Comecei a suar levemente, já agoniada. Prendi meus cabelos num coque, usando os próprios fios loiros para segurá-lo. Então peguei um pouco de sabonete líquido e passei sobre o tecido que abrigava meu peito. O tecido, mas enquanto esfregava a manga do blazer do avesso com força, começou a sair a mancha avermelhada.
Ouvi o som da porta se abrindo e olhei pelo espelho quem chegava. E esperava qualquer coisa, menos um homem... Ou melhor, menos “aquele homem”.
Nossos olhos se encontraram na imagem do espelho. Senti um frio na barriga e fiquei imóvel. Ele também pareceu surpreso, pois ficou um tempo sem dizer nada, apenas me observando.
- Eu... Acho que o senhor está no banheiro errado. – falei educadamente.

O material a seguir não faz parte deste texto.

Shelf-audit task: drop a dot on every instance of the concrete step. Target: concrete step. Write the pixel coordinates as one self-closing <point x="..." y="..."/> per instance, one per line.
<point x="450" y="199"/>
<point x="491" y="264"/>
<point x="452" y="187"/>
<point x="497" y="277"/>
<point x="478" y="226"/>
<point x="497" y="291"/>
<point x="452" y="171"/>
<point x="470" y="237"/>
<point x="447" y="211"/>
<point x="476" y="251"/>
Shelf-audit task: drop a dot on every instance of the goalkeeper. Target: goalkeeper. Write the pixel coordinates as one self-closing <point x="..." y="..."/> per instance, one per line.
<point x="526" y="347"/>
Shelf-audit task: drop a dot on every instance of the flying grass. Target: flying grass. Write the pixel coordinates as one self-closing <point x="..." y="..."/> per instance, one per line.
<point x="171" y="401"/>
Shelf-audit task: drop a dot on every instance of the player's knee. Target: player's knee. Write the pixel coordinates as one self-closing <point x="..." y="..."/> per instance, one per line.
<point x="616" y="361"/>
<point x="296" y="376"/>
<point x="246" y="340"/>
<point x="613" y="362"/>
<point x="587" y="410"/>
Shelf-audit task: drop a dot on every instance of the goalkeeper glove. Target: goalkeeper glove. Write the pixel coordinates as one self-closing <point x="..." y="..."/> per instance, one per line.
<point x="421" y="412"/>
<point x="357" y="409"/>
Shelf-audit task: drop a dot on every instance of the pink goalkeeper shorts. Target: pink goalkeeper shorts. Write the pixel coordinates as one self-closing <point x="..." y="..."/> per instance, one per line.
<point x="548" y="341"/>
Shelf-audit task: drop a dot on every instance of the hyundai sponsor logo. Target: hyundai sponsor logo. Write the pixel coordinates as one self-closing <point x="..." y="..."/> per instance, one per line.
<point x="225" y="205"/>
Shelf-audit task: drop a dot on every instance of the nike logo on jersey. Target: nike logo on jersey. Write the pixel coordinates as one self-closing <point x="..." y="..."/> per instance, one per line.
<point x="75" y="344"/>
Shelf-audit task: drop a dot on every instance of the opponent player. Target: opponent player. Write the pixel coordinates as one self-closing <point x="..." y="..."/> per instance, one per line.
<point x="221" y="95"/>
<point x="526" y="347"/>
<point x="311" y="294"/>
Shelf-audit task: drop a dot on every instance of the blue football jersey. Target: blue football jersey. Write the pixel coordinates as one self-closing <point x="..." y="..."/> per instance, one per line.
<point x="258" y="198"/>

Ele era Heitor Casanova. Via dezenas ou centenas de pessoas por dia. Claro que não lembraria de mim. Ainda assim, meu coração batia tão forte que eu conseguia escutá-lo fora do meu peito. Será que eu o temia, mesmo não estando no território dele? Por que ele me deixou tão nervosa?
- Quem não sabe ler é você, pelo que me lembro. – os olhos verde-claro continuaram dos meus.
- Como pode olhar ao seu redor, este banheiro é feminino, senhor.
- Quem, em são consciência, tatua “Bon Jovi” na cervical? – olhou atentamente o símbolo que eu tatuei há muitos anos. - Me diga que foi uma bebedeira na adolescência... Dormiu com um tatuador e acordou assim.
- Como se atreve?
- Não pensou que levaria para sempre o nome dele no seu corpo e que quando crescesse e virasse mulher se arrependeria?
Virei para ele, enfurecida:
- Vai me botar para fora do restaurante também? Ah, esqueci, não pode fazer isso, porque ele não lhe pertence. – Ironizei. – Aliás, marcou com alguém no banheiro? Pagou um boquete aqui também?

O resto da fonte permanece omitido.